Blameless(58)
The three of them dashed to the rail cabin. Floote overrode the driver’s objection to their presence by smashing in the front window with Alexia’s dispatch case, climbing inside, and punching the poor man hard in the jaw. He fell like a stone, and his stoker, a slight, reedy boy with wide, anxious eyes, meekly acquiesced to their demands.
No one else was on board.
Alexia ripped off her bustle fall, tore the length into strips, and handed them to Floote. He showed remarkable dexterity and mastery of knot work, trussing up the boy and his unconscious supervisor with ease.
“You do that quite efficiently, don’t you, Floote?” commented Alexia.
“Well, madam, being valet to Mr. Tarabotti had its advantages.”
“Genevieve, can you drive this contraption?” Alexia asked.
“I only worked on the initial schematics, but if you can stoke the boiler, I will figure it out.”
“Done!” Alexia thought stoking couldn’t be that difficult.
Soon enough, the effects of the magnetic disruption emitter wore off, and the massive steam engine in the center of the cabin rumbled back to life. The cabin was designed with a windowed steering area at either end so that the car did not itself turn around. Instead, the engineer merely shifted position in order to drive in the opposite direction.
Madame Lefoux, after a quick review of the controls, pulled down on a massive lever at one end of the lurching cabin and then dashed to the other end, pulling a similar lever up.
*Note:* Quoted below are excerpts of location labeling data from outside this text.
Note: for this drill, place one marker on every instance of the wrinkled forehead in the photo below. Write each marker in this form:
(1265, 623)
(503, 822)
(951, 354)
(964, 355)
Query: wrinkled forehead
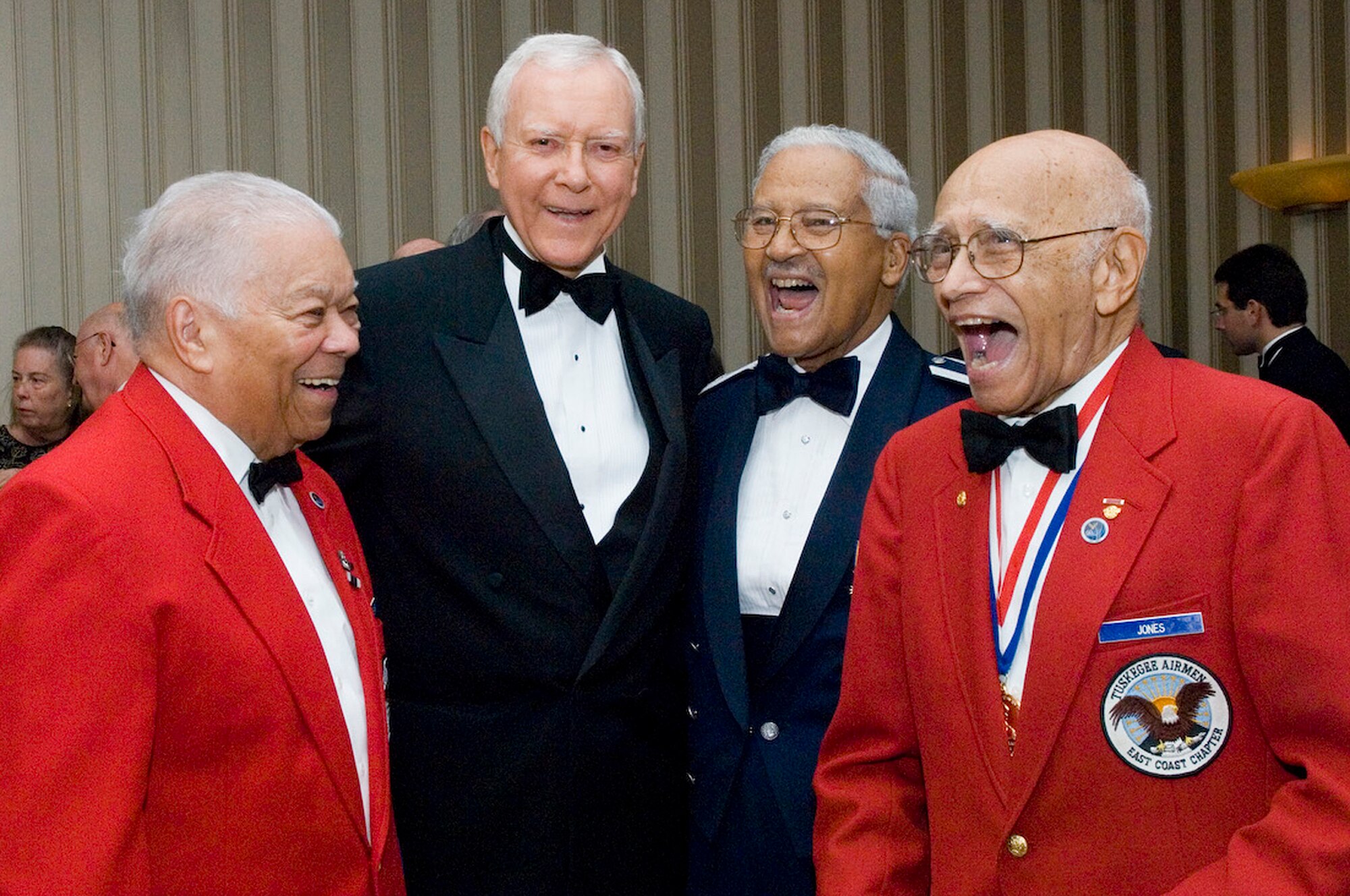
(811, 176)
(1032, 187)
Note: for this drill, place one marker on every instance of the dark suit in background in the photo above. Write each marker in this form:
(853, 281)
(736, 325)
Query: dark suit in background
(753, 781)
(1306, 368)
(785, 453)
(535, 679)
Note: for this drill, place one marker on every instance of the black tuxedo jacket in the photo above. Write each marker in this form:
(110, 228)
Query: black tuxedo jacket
(537, 713)
(753, 795)
(1306, 368)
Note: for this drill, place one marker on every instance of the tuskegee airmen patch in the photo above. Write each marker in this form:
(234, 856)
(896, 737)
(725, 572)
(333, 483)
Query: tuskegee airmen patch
(1166, 716)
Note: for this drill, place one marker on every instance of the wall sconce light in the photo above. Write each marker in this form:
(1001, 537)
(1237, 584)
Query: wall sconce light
(1295, 188)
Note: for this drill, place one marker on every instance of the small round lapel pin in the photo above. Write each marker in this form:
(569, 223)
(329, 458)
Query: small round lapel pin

An alarmingly loud horn sounded, and the contraption, cabin, and massive hanging net of lumber down below began moving backward in the direction it had come, up the mountain once again.
Alexia let out a little cheer of encouragement.
Floote finished trussing up their two prisoners. “I do apologize, sirs,” he said to them in English, which they probably didn’t understand.
Alexia smiled to herself and kept stoking. Poor Floote, this whole escape was rather beneath his dignity.
Stoking was hot work, and Alexia was beginning to feel the strain of having dashed across rough terrain and then climbed a pylon. She was, as Ivy had once scornfully pointed out, a bit of a sporting young lady. But one would have to be positively Olympian to survive the past three days without some physical taxation. She supposed the infant-inconvenience might also have something to do with her exhaustion. But never having run while pregnant, she did not know quite who to blame—embryo or vampires.
Madame Lefoux was leaping about the end of the cable cabin, pulling levers and twisting dials maniacally, and the rail contraption lurched forward in response to her ministrations, moving from a sedate step-by-step crawl to a kind of swaying shambling run.
“Are you certain this thing can take this kind of speed with a load?” Alexia yelled from her self-prescribed stoker’s post.
“No!” Madame Lefoux hollered cheerfully back. “I am attempting to deduce how to set loose the cargo straps and net, but there seems to be a safety override preventing a drop while in motion. Give me a moment.”
Floote pointed out the front window. “I do not think we have that long, madam.”
Alexia and Madame Lefoux both looked up from what they were doing.
Madame Lefoux swore.
Another loaded cart was coming down the cables toward them. It was crawling along at a sedate pace, but it seemed to be looming very fast. While one cabin could climb over another, they were not designed to do so while still lugging a net full of lumber.
“Now would be a very good time to figure out a drop,” suggested Alexia.
Madame Lefoux looked frantically underneath the control board.
Alexia thought of a different tactic. She ran over to the other end of the cabin.
“How do I cut the cargo free?” she spoke in French and leaned close in to the frightened young stoker boy. “Quickly!”
The boy pointed in silent fear at a lever off to one side of the steam engine, separated from both sets of steering controls.
“I think I have it!” Alexia dove for the knob.
At the same time, Madame Lefoux began an even more frantic dance about the steering area, employing a complex series of dial-cycling and handle-pulling that Alexia could only assume would allow their cabin to climb over the other heading toward them.
They were close enough now that they could see the frightened gesticulations of the driver through the window of the other cable cabin.
Alexia pulled down on the freight-release lever with all her might.
The overrides screamed in protest.
Floote came over to help her, and together they managed to muscle it down.
Their rail car shuddered once, and seconds later they heard a loud crash and multiple thuds as the load of lumber fell down to the mountain below. Mere moments after that, there was a lurch as their cabin climbed its buglike way over the oncoming coach, swaying in a most alarming fashion from side to side, ending with one additional shudder as it settled back onto the rails on the other side.